Так, уже молча, брели они к станции. Ветер подталкивал их в спину, погонял. Воздух был удивительно прозрачен, все дали – как бы обведенными. Красное солнце лежало на горизонте и просвечивало все насквозь, словно пронзая предметы на своем пути. Несколько длинных и узких облаков, казалось, были воткнуты в солнце, как красные стрелы или красные перья. Засохшее дерево около склада стройматериалов, уродливая коряга, выглядело жутко и красиво, черное на красном закате, так красиво, что на картине это было бы безвкусно.
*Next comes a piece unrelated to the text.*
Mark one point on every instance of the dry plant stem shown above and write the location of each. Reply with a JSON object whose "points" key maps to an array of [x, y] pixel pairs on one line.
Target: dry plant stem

Было, в общем, холодно, такой был ветер, и, может, поэтому людей совсем не было, а те, что были, как-то неподвижно стыли на ветру, и казалось, именно они создавали ощущение безлюдности, и не будь их, его бы не было. Ветер мчался по рельсам, гнал щепу и мусор оттуда, где разгружались товарные вагоны, и еще – и это показалось ему бесконечным, когда он увидел, – ветер гнал большой лист картона с ободранными краями, ветер переворачивал его, лист вставал, замирал на мгновение, затем шлепал по насыпи и прокатывался, лежа и пыля, и снова его переворачивало, и на какой-то краткий, но очень длительный по ощущению миг он замирал и, дрожа, сопротивлялся ветру. Они по-прежнему молчали, теперь стоя на платформе. Подходила электричка, и они пожимали друг другу руки, почему-то сначала приятель сунул свою руку (из-под мышки у него глупо торчал пистолет), а потом уже она подала свою. И как-то так подала она ему руку, и пожала, и посмотрела, что это все он дурак, а что-то было, что-то будет, у него защемило, он старался сдержаться, но не мог – заволокло глаза, и видел он мутно, боясь сморгнуть слезу. Электричка трогалась, они махали из вагона – она махала, а приятеля он не видел, тот исчез со своим пистолетом, растворился, его и не было. И электричка увезла ее в сторону, в какую дул ветер, на самом деле – в город.